‘Five minutes’ is a funny thing.
Driving down the motorway, with the drone of tyres under your stir-crazed legs, it can drag out for an eternity.
At drunken parties, that leave you dazed in the 5am sunlight, it's a darting sequence of seconds.
On the whole, our ability to accurately gauge time is fairly shambolic.
It’s this skewed perception that the creators of the ‘DURR’ – a device that alerts you every time five minutes passes – want to play with.
An inventive Norwegian product design duo, collectively known as Skrekkøgle, they chucked together a rough prototype before heading out for post-work beers, deciding to try and feel the tangibility of time.
It’s an interesting concept. We’re being repeatedly told that we’re all too absorbed in smart phones and social media sharing to live in the present.
Days whir and blur, and the feeling that weeks go past without really registering them is constant.
I decide to give it a try.
Aesthetically, DURR is inoffensive. The simple strap with a school gym blue ‘face’ is isn’t going to get any weird looks. It’s essentially a watch with no hands, dials or characters.
I strap it on.
I get my first buzz as I’m dawdling over tea and chatting with my housemate. It’s quiet, which is a relief – I was slightly concerned about being the office irritant if I emanated the sound of a pissed-off bee 12 times an hour.
And it does the trick. I’m aware of my lack of urgency when I need to be out of the house.
My unforgivably slow bus journey is made more acutely painful by the reminders that only five minutes have gone.
But as I tap away at work, DURR comes into its own. The time has a rhythm to it and gives me an awareness that lets me feel like one of those alpha types who never has to stay up all night to get everything finished.
It’s also the daydreamer's best friend. Prone as I am to elaborate late-afternoon mind wanderings, the buzz that summons me back to the present makes me more productive.

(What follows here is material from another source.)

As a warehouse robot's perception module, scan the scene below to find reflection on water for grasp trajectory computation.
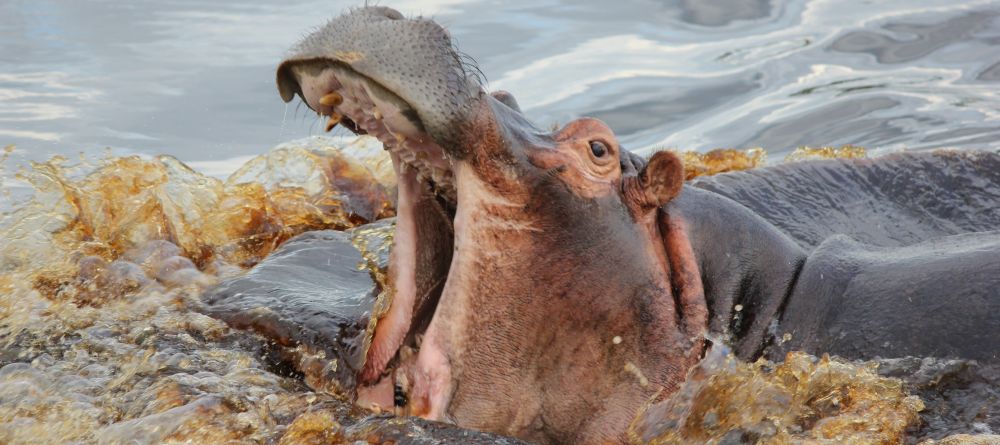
[0,0,1000,171]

Back at home and putting away last weekend’s wine dregs with my housemates, again I’m, for once, in control of the hours that scramble away and bid for unregulated freedom.
I am triumphant. I am no longer a slave to time. Time is my bitch.
The problem comes at night.
The note enclosed with my sample said the ‘on/off’ switch was a bit hard. My lack of dexterity thwarts me. I cannot turn it off.
Durr, durr durr. The noise is louder in a dark, otherwise silent bedroom.
DURR gets consigned to the landing, like an incessantly bleating Furby that gets locked in the airing cupboard.
My next day is DURR-free.
It immediately goes tits-up.
I linger over breakfast. I dawdle to the bus. I am late to work.
Come 4pm, I dissolve into an elaborate daydream at my desk, in which I complete an MBA and win an entrepreneurship grant. I feel guilty. I don’t even want to be an entrepreneur.
DURR would never have let me get away with this.
Already, I am an addict. I crave DURR’s rhythmic, soothing reminders like some kind of over sized baby.
Tomorrow, I’m bringing my DURR back.